# stocking help for African 90



## jprny (Mar 29, 2014)

Hi, been keeping marine fish for decades, but decided to try Africans (no salt creep) ;-)
I'm working on a stocking plan for a 90g display. I've been reading a lot, but still have some questions.
I appreciate any help you "old timers" can offer me.

1. Seems like I have to decide whether I eventually want a male only tank or a mixed gender tank. If I understand it, mixed gender basically means 1 male and 2-4 females depending on species, true? We're looking for a lot of color and variety, but I'm fine with a bunch of females being around as well. I don't care at all about breeding and will allow fry to be eaten or will remove. Suggestions for deciding? I'd ideally not like to spend a ton of time figuring out pairs (if it takes a lot of time?)

2. Of course, there's lots of conflicting advice about mixing lakes and mixing Malawis. I've read that a couple of Tanganyikans in with Peacocks/Haps should be OK and that some less aggressive Mbuna would also be OK if they are smaller than the others. True, or asking for trouble, especially for a beginner with Africans?

3. At the moment, I'm trying to make decisions about what to rule out since those are irreversible.
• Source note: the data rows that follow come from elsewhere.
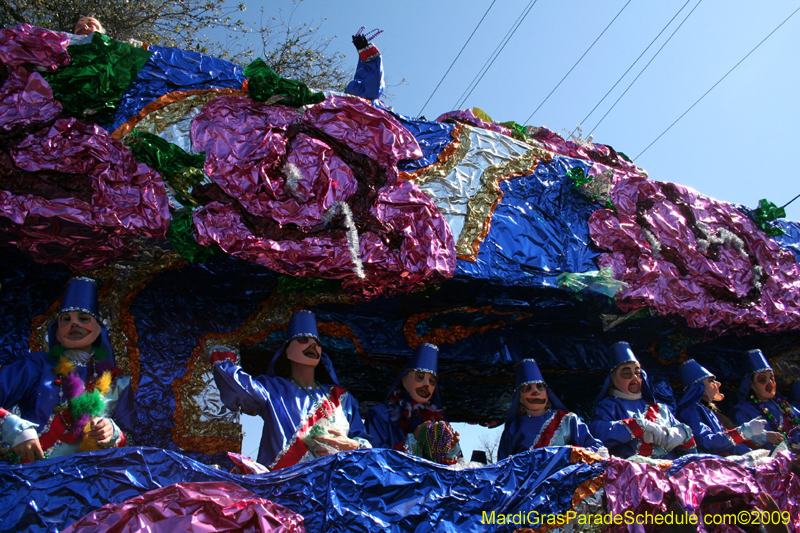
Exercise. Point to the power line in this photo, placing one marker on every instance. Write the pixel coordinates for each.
(633, 64)
(645, 67)
(489, 62)
(578, 61)
(720, 81)
(456, 59)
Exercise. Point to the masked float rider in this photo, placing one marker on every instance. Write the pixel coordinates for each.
(71, 398)
(306, 413)
(712, 430)
(628, 419)
(757, 399)
(368, 80)
(410, 408)
(536, 418)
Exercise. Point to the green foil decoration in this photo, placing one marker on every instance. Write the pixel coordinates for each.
(179, 168)
(600, 281)
(765, 213)
(264, 84)
(181, 237)
(98, 75)
(578, 176)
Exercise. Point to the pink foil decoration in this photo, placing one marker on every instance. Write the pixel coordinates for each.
(128, 199)
(192, 508)
(686, 254)
(468, 117)
(700, 487)
(26, 100)
(27, 44)
(366, 129)
(405, 243)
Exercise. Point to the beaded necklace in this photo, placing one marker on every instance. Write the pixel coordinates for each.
(781, 426)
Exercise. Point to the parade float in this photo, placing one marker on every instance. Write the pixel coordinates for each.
(211, 202)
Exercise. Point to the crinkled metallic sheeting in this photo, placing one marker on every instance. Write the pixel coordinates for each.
(364, 490)
(26, 102)
(242, 140)
(686, 254)
(100, 72)
(185, 103)
(35, 46)
(366, 129)
(433, 139)
(452, 192)
(467, 116)
(169, 70)
(423, 252)
(193, 508)
(543, 219)
(128, 201)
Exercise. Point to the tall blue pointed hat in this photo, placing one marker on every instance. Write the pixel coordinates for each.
(621, 354)
(424, 359)
(81, 295)
(302, 324)
(795, 392)
(692, 376)
(753, 363)
(528, 373)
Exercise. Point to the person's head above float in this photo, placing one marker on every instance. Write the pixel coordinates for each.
(78, 325)
(532, 396)
(758, 377)
(627, 380)
(302, 346)
(88, 24)
(698, 384)
(421, 374)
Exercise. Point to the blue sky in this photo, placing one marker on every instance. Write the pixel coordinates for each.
(736, 145)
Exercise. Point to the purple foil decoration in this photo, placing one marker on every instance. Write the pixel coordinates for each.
(278, 178)
(366, 129)
(36, 46)
(26, 100)
(468, 117)
(193, 508)
(128, 199)
(686, 254)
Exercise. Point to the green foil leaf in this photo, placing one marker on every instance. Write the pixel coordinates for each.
(98, 75)
(264, 84)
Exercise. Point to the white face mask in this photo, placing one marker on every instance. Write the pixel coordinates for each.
(305, 351)
(420, 385)
(77, 330)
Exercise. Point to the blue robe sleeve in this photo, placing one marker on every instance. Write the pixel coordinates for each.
(581, 436)
(357, 430)
(384, 433)
(504, 449)
(612, 427)
(238, 390)
(18, 381)
(368, 81)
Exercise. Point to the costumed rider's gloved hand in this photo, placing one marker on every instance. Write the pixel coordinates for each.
(362, 43)
(754, 428)
(653, 433)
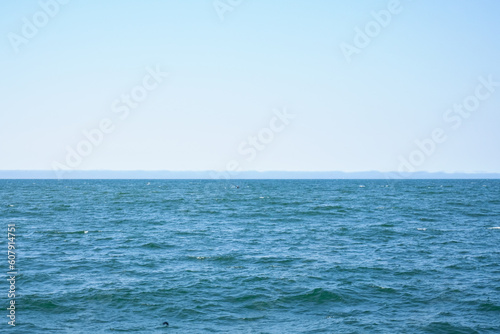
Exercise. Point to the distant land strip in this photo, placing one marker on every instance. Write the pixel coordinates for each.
(250, 175)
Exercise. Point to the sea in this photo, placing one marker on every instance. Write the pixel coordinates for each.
(252, 256)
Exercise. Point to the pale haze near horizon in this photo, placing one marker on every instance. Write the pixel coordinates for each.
(226, 79)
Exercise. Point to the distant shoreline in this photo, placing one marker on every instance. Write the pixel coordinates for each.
(247, 175)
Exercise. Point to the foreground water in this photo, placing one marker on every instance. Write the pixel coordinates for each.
(336, 256)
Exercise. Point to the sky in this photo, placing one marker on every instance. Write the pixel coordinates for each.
(250, 85)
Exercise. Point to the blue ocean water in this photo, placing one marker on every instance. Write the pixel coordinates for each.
(272, 256)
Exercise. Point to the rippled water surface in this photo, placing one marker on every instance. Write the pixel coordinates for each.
(326, 256)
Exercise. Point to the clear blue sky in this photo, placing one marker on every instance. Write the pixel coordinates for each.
(227, 76)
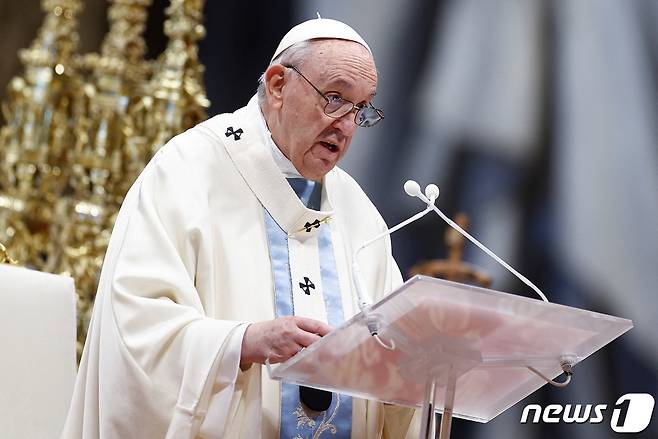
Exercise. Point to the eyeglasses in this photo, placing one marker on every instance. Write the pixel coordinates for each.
(337, 107)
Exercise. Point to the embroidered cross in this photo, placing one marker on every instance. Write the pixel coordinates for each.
(306, 286)
(236, 134)
(308, 225)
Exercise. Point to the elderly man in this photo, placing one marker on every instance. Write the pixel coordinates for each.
(233, 247)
What I'm left with are (please pardon abbreviations and bad spelling):
Mbuna: Labido, Labeo, Pseudotropheus. Seems like I could include cyno on this list if I drop pseudo. Read mixed things about metraclimas.
Tanganyika: Eretmodus, julido, lepido, and neolamp. Then looks like either alto or tropheus
Other Malawi: Compadichromis, Otolarynx, Placido, Cyrto, Scieano, Protomelas, autoloncara. Seems best to avoid Nimo and Dimidio in a community tank? How about Pundamilia?
Anything jump out as bad ideas on this list (other than too much)?

4. I plan to have some rainbow fish, a bristlenose pleco, and some synodontis cats. I imagine I should pick one species for the cats and have all the same? Also, Irian Red OK as a target fish instead of rainbows?

5. I'm thinking I should plan on 30-ish adults. Anybody on this list that is going to get way too big? If I buy juveniles, should I plan on buying 3 for each one I hope to keep? I'm doing a fishless cycle. Should I plan to put most of the non-Mbunas in right away? Or recommendations for doing this in stages?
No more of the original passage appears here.